Trois réformes annoncées en un mois nous montrent combien ce changement de cap, apparemment tout à fait consensuel, peut dissimuler une politique réactionnaire, dangereuse, en recul par rapport à toutes les réformes initiées aussi bien par la gauche que par la droite depuis Langevin Wallon, les ministres Haby, Fontanet et tous ceux qui leur ont succédé jusqu'à maintenant.

Les TPE (travaux personnels encadrés) sont certainement une innovation majeure pour faire réussir le plus grand nombre : chez les élèves, ils permettent le développement de compétences transversales qui peuvent aussi faciliter les apprentissages disciplinaires (recherche et traitement de l'information, utilisation des nouvelles technologies, travail en équipes...). Par leur caractère pluridisciplinaire, ils contribuent à donner du sens aux savoirs scolaires. Projets à long terme, ils placent les élèves dans des situations qu'ils vivront régulièrement dans l'enseignement supérieur et donc les y préparent. Ils permettent aussi aux enseignants de travailler en équipe, de dépasser les traditionnels clivages disciplinaires. Surtout, ils remettent en cause l'idée que les situations d'apprentissage doivent être nécessairement passives, que tout est fondé sur celui qui sait et dispense la «bonne parole» face à des élèves consommateurs. Or notre société a besoin de professionnels et de citoyens capables de réfléchir par eux-mêmes, autonomes et susceptibles d'initiatives. Pendant les TPE, les élèves apprennent à penser par eux-mêmes, à se poser des questions et à essayer, par eux-mêmes, d'y répondre. Ce n'est pas en une seule année que l'on pourra leur donner ces habitudes d'autonomie. Les supprimer en terminale et les limiter à la classe de première, c'est supprimer leur évaluation, les déconsidérer aux yeux des élèves et des enseignants, ne pas reconnaître l'importance de leurs apports, peut-être même refuser les valeurs qu'ils incarnent. C'est ne pas reconnaître que l'intelligence préside à l'acquisition des connaissances. C'est enfin stopper une démarche à laquelle avaient adhéré de nombreux enseignants et les décourager de s'embarquer plus tard dans d'autres innovations.

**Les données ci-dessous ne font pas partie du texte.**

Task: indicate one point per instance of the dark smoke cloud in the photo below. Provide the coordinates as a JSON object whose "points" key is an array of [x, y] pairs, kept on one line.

Cette suppression nous a surpris : elle ne peut s'expliquer que par le souci de récupérer quelques moyens pour satisfaire les demandes réitérées de quelques lobbies disciplinaires. Ce motif nous semble bien léger !

Le redoublement est une spécificité du système éducatif français ; tous les experts, toutes les études comparées avec les systèmes éducatifs européens disent son inefficacité quand il est pratiqué massivement. Il conforte souvent l'élève dans son échec et lui permet rarement une poursuite d'études dans la voie qu'il a initialement envisagée. Sa restauration en cours de cycle a pour seul objectif de s'attirer les bonnes grâces d'une partie du corps enseignant qui se plaindrait du pouvoir excessif des parents dans les décisions d'orientation. Il aurait fallu au contraire réaffirmer la nécessité du dialogue avec les familles pour aider les élèves à mieux construire, de façon ambitieuse et raisonnée, leur projet personnel et à diminuer ainsi les risques du déterminisme social ; il aurait fallu au contraire inciter les équipes à chercher d'autres moyens pour pallier les difficultés ponctuelles que peuvent rencontrer les élèves. On aurait pu ainsi employer les importants coûts financiers du redoublement à la mise en place de ces moyens qui auraient pu être gérés dans les établissements à l'initiative des équipes.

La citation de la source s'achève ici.